The predicted price hike is attributed to a weaker Rand and higher Brent crude oil prices due to the conflict in the Middle East.

Layton Beard, spokesperson for the Automobile Association, said that the five-month trend of fuel decreases was set to end in November according to unaudited mid-month data from the Central Energy Fund (CEF).

“According to the CEF’s figures, ULP95 is expected to be slightly higher by around 14 cents a litre, while ULP93 is set for an increase of around three cents/litre. Diesel is expected to increase by between 14 cents and 13 cents/litre while illuminating paraffin will increase by around seven cents a litre.”

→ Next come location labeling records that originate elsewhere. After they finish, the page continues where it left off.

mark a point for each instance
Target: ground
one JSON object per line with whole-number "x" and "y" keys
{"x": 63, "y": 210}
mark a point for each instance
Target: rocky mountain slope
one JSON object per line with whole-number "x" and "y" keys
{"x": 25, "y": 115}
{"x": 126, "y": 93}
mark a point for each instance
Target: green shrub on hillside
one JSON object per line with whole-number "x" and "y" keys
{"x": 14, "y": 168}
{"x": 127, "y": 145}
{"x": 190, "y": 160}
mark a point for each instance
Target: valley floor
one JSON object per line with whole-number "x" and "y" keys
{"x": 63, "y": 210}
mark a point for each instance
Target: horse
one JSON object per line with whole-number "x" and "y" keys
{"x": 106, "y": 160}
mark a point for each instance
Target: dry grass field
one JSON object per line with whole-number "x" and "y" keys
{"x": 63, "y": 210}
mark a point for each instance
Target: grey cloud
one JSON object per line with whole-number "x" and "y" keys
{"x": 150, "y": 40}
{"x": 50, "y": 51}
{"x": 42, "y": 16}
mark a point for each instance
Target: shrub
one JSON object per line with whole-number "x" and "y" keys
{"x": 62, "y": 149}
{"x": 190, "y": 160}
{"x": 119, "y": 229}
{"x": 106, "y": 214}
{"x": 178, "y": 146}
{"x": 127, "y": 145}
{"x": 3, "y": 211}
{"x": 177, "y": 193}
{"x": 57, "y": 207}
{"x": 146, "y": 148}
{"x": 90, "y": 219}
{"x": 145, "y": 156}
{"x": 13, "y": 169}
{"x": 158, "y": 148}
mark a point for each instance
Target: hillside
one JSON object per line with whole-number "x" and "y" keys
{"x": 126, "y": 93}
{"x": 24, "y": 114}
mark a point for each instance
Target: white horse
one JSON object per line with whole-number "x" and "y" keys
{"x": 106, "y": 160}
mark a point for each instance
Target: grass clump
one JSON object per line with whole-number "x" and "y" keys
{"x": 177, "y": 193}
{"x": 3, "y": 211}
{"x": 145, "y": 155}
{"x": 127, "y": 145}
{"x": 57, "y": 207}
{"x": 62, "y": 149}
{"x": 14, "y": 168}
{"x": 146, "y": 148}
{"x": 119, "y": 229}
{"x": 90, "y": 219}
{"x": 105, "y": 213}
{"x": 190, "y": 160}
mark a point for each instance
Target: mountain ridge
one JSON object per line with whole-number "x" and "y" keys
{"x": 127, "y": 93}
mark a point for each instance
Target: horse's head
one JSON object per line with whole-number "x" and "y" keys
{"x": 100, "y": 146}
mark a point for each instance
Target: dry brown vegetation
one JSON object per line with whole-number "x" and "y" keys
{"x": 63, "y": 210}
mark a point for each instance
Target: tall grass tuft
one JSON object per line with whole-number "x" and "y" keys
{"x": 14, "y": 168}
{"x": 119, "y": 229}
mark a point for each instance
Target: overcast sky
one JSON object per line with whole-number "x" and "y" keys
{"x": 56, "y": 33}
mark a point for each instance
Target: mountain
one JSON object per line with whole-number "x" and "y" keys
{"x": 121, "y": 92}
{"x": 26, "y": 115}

Beard added that the increase is a result of higher international product prices and a steady softening of the Rand against the US Dollar.

“There has been a sharp rise in international product prices from the beginning of October due to the tensions which are ramping up in the Middle East.

“The local currency could be under significant pressure going into the last two weeks of October, and this could have a more significant impact on local fuel prices in November. At this stage, it is important to keep an eye on that indicator as we head into the new month.”

Beard said that lower stable fuel prices play a crucial role in the decrease of inflation and in lowering the prices of goods and services.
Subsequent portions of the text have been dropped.